Joyce narrates, within this framework, how Bloom comes to the hospital to enquire about Mrs Purefoy who has been in labour for three days. He encounters in the hall, a nurse, whom he had known earlier, and Dr. Dixon, who had once treated him for a bee sting, and meets a group of medical students and Stephen, drinking ale and making merry in a room of the hospital. They are busy discussing very hot topics. Stephen is his usual self, talking in enigmatic terms. Of course, all these happenings are often very difficult to decipher and understand in the medley of styles encountered.

And it is here that Bloom meets Stephen!

(Excerpted from Ulysses for the Uninitiated)

Thursday 19 August 2021

Online reading, Thursday, 12 August 2021 (14.78)

 The reading stopped at " . .  wariest ward." (14.78)

Summary:

The name of this episode, Oxen of the Sun, refers to the Homeric episode in which the men of Odysseus committed a grave crime - they killed the sacred oxen - while Odysseus was asleep.

Before he had written the episode, Joyce wrote to his friend Frank Budgen on 20th March 1920 that he intended to compose it in the style that follows the history of English prose, and that he would do it in analogy to the development of an embryo. 

Thus this episode goes through the history of the style of English prose. It does so by showing stylistic progression in parallel to that of the embryo. (The episode has 9 parts in analogy to the 9 months of pregnancy.) The language goes from the style of Latin to that of simpler Anglo-Saxon. Note that seeing language as something that could progress in a biological way reflects what was in the air at Joyce's time, when people were very concerned with the discoveries of Darwin and other studies of evolution. When languages were discovered to be related, when, for example, one could speak of “families” of languages, of the new science of etymology - studying word change, vowel shifts etc - they could be seen as evolutionary, something developing in a Darwinian sense. Joyce renders some of this idea in this episode by presenting language as something evolving almost biologically.

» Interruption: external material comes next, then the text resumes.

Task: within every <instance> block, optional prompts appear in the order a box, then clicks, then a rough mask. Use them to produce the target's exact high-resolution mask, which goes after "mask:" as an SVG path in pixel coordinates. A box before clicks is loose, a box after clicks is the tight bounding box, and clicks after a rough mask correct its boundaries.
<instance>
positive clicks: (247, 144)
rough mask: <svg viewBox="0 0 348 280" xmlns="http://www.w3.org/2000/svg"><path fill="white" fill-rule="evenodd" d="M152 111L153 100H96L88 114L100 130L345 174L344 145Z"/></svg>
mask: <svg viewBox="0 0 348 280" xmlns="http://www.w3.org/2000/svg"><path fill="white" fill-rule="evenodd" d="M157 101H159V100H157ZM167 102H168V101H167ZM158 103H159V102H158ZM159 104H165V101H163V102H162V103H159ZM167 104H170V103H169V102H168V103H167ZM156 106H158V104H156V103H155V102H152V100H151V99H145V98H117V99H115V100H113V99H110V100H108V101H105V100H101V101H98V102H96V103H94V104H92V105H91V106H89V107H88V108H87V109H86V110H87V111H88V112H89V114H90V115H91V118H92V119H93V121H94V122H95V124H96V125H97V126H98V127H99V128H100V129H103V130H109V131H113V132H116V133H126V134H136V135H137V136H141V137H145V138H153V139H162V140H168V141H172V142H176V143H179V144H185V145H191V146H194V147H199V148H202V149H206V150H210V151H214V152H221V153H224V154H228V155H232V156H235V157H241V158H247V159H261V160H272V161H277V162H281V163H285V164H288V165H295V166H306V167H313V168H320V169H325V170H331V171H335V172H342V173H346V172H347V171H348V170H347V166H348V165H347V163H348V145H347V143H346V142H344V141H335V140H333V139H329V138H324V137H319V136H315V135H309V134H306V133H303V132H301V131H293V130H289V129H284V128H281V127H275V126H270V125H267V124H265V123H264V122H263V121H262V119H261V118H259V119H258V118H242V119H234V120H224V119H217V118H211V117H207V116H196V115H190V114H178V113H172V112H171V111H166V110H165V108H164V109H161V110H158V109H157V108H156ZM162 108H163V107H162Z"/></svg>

The imitations of styles can also be seen as a translation of sorts: everything is translated into an earlier period. Ulysses has indeed been described as the book that translates itself.

All this makes this episode quite a challenge to read.


(Excerpted from Ulysses for the Uninitiated)

Tuesday 10 August 2021

Online reading, Thursday, 5 August 2021 (13.1181)

 The reading stopped at ". . .  winked at Mr Bloom." (13.1181)

Summary:

We are reaching the end of Nausicaa, episode 13. Dusk is falling on the Sandymount Strand. We have been sort of confidantes of Gerty's marital dreams. We have listened to the Litany of Loreto from the church near by, have witnessed Bloom's masturbation - another climax of the episode -, and have watched along with Bloom and the three girl friends fireworks from the Mirus bazaar. We have seen Gerty leaving the strand to go home and have realised that she is a bit lame. As darkness falls, Bloom becomes aware of a bat flying around, his thoughts turning from Gerty to the bat.

And far on Kish bank the anchored lightship twinkle[s] , wink[s] at Mr Bloom (13.1180). This sentence marks the division between two parts in this episode: the first part is rendered in Gerty's style (sugary, inflated, ...), the latter part in Bloom's post-orgasmic, more down-to-earth, deflated style.